Funeral smalltalk
April 2, 2022 1:41 AM   Subscribe

Autistic (me - with new clothes) is travelling 12 hours with my brother to the only extended family that acknowledges us, to the funeral of the my aunt (married for 55 years to my blood uncle).

There was a long time our families were not in contact, but my uncle and cousin have been affectionate over Facebook for a good 10 years. My brother is really social so he will be fine, but I don't remember any personal communication with my aunt EXCEPT an email where she pushed me to follow through on a project with my uncle, which I was struggling with because I had "finished" the project multiple times and with my ADHD, my brain kept skittering off it. I can and will reframe that as her fierce and devoted love for him, for my uncle, but I need some small talk for other guests, and mourners. Please?
posted by b33j to Human Relations (12 answers total) 7 users marked this as a favorite
 
I am neurotypical, but not good at small talk. At some funerals there is a kind of 'receiving line' where the chief mourners greet everyone. My go-to phrase for that is "sorry for your loss".

In terms of general small talk, I usually use a few superficial questions like "what are you up to nowadays?", and "how have you been keeping?". That usually gets people talking about themselves. And then I have a matching superficial answer "I'm mostly working in [job], it keeps me out of trouble" and "pretty well thanks, I'm mostly doing [hobby] in my spare time". If you have any positive memories about shared time with the relative you're talking to (with or without your uncle), then a "do you remember when we..." can be a good topic to introduce.

I can't very easily 'carry' the conversation. When there's a lull, I'm looking for the other person to fill it. At an awkward silence or when it feels like the chat is done, I tend to say that I need to do something else (get a drink, a breath of fresh air, speak to [other relative],...) and move on.

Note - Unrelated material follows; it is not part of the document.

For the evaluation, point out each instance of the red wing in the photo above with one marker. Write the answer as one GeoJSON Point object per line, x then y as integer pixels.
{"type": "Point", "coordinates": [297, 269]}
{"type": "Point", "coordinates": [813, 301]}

If you are close to your brother, I think it's ok to ask him to help you if you look like you're having difficulty with people.
posted by plonkee at 1:57 AM on April 2, 2022 [16 favorites]


I’d just keep in mind that it’s totally normal to be withdrawn and not chatty at a funeral, of all places. You don’t have to make small talk if you don’t want to.
posted by showbiz_liz at 2:05 AM on April 2, 2022 [25 favorites]


People will likely be curious who you are and your relation to the deceased. You can say “[Name] is my uncle/cousin” or “I am [Name’s] niece/cousin” depending on who you are referring to. It is simpler to talk about the people who are alive at a funeral with people you aren’t close to, so frame things around you being there to support your uncle and cousin, and your relation to them. That way, you avoid having to use the past tense about your aunt, which can be a little upsetting or difficult.

It is absolutely okay to be quiet and withdrawn at a funeral or memorial service. If you begin to feel overwhelmed, tell your brother “I need to go somewhere quiet for a bit” and then do so. It is okay, and depending on the venue there is likely to be spaces specifically for that purpose. There might be a garden or courtyard with places to sit, or a side room, or even just a hallway or annex off a reception room with a bench or couch. Many places of worship have nooks specifically for prayer and reflection, and many funeral homes have small sitting areas or outdoor spaces. It really doesn’t matter if you need to go be quiet because you are sad about the deceased or you are overwhelmed by being sociable or for any other reason. You can also say to anyone “excuse me, I need to get some fresh air.” That’s generally understood to mean you are overwhelmed and need to be by yourself.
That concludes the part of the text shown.